(RxWiki News) A newly approved drug may fight one of the most common types of skin cancer.
The US Food and Drug Administration (FDA) today approved a Novartis drug called Odomzo (sonidegib). The drug is approved to treat patients with advanced basal cell carcinoma — a type of skin cancer — that has reappeared after radiation treatment or surgery. Odomzo is also approved for patients who are not candidates for surgery or radiation.
The once-a-day pill works to block a molecular pathway that is active in patients with basal cell cancers.
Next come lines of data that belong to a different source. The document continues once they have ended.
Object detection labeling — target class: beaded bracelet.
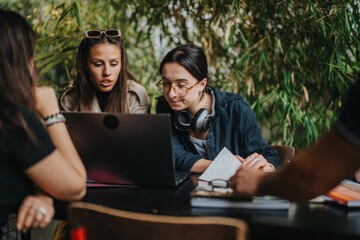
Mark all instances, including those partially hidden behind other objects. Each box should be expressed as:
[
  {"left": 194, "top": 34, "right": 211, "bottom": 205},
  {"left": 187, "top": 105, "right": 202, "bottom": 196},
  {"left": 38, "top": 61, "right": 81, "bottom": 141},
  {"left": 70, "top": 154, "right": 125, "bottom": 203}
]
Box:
[{"left": 44, "top": 113, "right": 66, "bottom": 127}]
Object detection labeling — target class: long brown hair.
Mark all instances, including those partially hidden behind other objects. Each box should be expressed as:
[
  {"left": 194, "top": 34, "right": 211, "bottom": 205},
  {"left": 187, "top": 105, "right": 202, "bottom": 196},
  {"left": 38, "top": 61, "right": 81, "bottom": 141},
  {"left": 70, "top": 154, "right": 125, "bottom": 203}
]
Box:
[
  {"left": 60, "top": 31, "right": 139, "bottom": 112},
  {"left": 0, "top": 9, "right": 36, "bottom": 140}
]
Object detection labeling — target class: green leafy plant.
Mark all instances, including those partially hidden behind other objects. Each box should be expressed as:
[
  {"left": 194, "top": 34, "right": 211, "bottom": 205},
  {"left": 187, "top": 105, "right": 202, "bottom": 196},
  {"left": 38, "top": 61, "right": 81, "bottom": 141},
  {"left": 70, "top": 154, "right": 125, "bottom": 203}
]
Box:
[{"left": 5, "top": 0, "right": 360, "bottom": 150}]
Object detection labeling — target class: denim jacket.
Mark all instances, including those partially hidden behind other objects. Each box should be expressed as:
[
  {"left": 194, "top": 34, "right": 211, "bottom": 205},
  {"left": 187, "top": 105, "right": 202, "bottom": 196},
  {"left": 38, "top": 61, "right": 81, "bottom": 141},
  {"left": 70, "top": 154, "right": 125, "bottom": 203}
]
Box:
[{"left": 156, "top": 87, "right": 281, "bottom": 171}]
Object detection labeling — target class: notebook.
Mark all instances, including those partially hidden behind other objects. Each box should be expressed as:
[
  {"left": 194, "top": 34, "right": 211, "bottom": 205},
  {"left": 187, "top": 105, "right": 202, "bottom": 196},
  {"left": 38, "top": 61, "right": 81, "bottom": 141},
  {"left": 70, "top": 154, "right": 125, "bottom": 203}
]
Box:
[{"left": 63, "top": 112, "right": 189, "bottom": 186}]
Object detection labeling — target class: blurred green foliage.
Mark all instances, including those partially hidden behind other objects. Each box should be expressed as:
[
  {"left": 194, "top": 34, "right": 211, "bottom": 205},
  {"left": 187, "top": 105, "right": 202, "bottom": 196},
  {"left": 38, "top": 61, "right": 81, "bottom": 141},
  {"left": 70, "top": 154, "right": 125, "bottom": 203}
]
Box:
[{"left": 2, "top": 0, "right": 360, "bottom": 150}]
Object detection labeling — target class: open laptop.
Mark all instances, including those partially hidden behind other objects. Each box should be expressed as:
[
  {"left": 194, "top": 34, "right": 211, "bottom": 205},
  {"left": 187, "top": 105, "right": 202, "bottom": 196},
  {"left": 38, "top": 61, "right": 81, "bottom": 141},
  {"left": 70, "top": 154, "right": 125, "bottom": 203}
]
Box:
[{"left": 63, "top": 112, "right": 189, "bottom": 186}]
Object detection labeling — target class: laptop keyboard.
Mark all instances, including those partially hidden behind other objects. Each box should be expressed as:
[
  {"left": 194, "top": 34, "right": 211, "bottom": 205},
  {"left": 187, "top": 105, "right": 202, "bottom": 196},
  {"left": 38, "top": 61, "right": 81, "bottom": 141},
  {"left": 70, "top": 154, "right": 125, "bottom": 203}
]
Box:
[{"left": 175, "top": 171, "right": 190, "bottom": 184}]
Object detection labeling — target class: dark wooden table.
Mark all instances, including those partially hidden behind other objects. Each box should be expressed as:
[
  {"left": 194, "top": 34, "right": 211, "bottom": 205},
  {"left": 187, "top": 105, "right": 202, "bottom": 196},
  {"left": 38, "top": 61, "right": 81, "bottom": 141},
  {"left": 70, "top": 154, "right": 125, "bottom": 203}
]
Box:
[{"left": 83, "top": 175, "right": 360, "bottom": 240}]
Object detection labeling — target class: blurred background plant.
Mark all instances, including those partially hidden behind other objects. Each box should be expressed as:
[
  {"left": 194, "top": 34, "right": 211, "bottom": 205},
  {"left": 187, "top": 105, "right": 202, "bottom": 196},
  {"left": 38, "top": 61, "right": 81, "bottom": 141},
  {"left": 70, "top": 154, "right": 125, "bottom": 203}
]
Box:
[{"left": 1, "top": 0, "right": 360, "bottom": 150}]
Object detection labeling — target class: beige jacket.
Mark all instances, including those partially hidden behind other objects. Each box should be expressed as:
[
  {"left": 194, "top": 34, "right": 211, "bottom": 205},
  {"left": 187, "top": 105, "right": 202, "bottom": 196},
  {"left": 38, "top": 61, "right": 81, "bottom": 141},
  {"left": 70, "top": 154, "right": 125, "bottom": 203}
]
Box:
[{"left": 60, "top": 80, "right": 150, "bottom": 113}]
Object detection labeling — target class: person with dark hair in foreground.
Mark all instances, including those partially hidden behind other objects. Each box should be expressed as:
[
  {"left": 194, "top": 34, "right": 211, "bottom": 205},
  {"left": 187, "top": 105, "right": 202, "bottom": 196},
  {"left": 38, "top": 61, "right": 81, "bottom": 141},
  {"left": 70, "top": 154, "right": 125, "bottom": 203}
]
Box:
[
  {"left": 230, "top": 79, "right": 360, "bottom": 201},
  {"left": 156, "top": 44, "right": 281, "bottom": 173},
  {"left": 0, "top": 9, "right": 86, "bottom": 235}
]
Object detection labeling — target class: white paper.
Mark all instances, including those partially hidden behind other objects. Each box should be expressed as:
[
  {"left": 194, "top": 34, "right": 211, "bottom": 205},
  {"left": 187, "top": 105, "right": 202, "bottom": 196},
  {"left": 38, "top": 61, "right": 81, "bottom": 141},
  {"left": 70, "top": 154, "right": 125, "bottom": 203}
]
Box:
[{"left": 199, "top": 147, "right": 241, "bottom": 181}]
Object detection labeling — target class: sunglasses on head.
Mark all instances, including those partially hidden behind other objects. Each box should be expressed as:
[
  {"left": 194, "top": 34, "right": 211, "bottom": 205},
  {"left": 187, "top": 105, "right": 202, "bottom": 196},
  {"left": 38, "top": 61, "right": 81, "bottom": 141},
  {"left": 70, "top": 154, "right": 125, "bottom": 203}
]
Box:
[{"left": 85, "top": 29, "right": 121, "bottom": 38}]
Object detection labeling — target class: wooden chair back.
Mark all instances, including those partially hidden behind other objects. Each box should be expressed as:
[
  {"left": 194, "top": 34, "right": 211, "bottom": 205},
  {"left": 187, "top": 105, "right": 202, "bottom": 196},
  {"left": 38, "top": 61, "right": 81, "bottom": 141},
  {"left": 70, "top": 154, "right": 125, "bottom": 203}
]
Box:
[
  {"left": 68, "top": 202, "right": 248, "bottom": 240},
  {"left": 272, "top": 145, "right": 295, "bottom": 165}
]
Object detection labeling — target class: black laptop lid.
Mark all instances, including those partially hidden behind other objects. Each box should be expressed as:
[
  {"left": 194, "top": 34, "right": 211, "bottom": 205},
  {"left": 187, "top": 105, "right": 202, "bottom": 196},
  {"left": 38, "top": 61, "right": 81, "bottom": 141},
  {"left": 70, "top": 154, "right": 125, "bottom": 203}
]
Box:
[{"left": 63, "top": 112, "right": 180, "bottom": 186}]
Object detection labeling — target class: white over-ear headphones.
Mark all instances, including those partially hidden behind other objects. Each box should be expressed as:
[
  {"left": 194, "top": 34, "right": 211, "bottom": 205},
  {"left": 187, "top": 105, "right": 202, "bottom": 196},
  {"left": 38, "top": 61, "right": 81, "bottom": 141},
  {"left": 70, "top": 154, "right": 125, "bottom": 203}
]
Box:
[{"left": 174, "top": 91, "right": 215, "bottom": 132}]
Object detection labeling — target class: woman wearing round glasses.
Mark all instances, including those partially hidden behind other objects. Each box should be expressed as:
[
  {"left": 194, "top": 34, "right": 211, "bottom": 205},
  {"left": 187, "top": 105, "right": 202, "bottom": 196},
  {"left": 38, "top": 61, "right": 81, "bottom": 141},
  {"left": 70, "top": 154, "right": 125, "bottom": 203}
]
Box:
[
  {"left": 156, "top": 45, "right": 281, "bottom": 172},
  {"left": 60, "top": 29, "right": 150, "bottom": 113}
]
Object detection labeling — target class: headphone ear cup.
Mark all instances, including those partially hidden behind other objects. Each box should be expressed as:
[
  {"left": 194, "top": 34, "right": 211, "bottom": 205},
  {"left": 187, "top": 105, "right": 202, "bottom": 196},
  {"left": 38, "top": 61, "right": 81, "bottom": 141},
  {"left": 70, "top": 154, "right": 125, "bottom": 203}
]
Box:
[
  {"left": 204, "top": 115, "right": 214, "bottom": 130},
  {"left": 174, "top": 110, "right": 192, "bottom": 131},
  {"left": 191, "top": 108, "right": 209, "bottom": 131}
]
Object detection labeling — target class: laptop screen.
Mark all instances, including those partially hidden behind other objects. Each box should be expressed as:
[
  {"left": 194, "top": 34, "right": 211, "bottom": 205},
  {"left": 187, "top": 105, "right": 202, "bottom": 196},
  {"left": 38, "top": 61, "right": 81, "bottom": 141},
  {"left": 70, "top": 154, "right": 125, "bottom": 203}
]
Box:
[{"left": 63, "top": 112, "right": 188, "bottom": 186}]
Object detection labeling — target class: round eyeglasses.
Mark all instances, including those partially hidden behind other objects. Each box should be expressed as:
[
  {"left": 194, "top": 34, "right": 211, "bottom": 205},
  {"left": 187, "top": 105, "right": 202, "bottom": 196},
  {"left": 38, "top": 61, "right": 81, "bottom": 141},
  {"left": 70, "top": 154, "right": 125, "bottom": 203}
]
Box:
[{"left": 156, "top": 80, "right": 199, "bottom": 97}]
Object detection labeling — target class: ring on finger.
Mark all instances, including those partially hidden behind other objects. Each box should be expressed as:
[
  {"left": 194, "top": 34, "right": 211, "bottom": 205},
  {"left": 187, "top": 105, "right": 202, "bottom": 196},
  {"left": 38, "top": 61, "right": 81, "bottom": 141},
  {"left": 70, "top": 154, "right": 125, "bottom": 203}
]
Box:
[{"left": 37, "top": 207, "right": 47, "bottom": 216}]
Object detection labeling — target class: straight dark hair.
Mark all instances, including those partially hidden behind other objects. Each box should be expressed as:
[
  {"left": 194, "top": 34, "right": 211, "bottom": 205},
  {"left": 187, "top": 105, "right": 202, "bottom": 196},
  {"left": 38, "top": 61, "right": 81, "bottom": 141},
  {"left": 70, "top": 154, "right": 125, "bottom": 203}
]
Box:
[
  {"left": 160, "top": 44, "right": 208, "bottom": 81},
  {"left": 60, "top": 34, "right": 139, "bottom": 112},
  {"left": 0, "top": 9, "right": 36, "bottom": 140}
]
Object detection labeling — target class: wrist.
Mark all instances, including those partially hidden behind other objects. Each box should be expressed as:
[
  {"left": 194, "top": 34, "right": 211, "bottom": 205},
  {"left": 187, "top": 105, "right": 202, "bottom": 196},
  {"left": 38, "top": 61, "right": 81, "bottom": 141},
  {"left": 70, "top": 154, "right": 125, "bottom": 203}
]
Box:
[{"left": 43, "top": 112, "right": 66, "bottom": 127}]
When this path is blocked, basal cell carcinoma may be less likely to grow.
“Our increasing understanding of molecular pathways involved in cancer has led to approvals of many oncology drugs in difficult-to-treat diseases for which few therapeutic options previously existed,” said Richard Pazdur, MD, director of the Office of Hematology and Oncology Products in the FDA’s Center for Drug Evaluation and Research, in a press release.
While the FDA did approve Odomzo, the Novartis drug does carry a boxed warning that indicates a risk of death or severe birth defects in fetuses of pregnant women who take the drug.
The FDA approved Odomzo after the drug appeared effective in a trial of 194 patients with locally advanced basal cell carcinoma. Among patients treated with 200 milligrams of Odomzo daily, 58 percent saw their tumors shrink or disappear. Patients who received a larger dose — 800 milligrams — made similar progress, but they were more at risk of side effects.
Side effects included hair loss, muscle spasms, fatigue, nausea, diarrhea, stomach pain, vomiting and weight loss.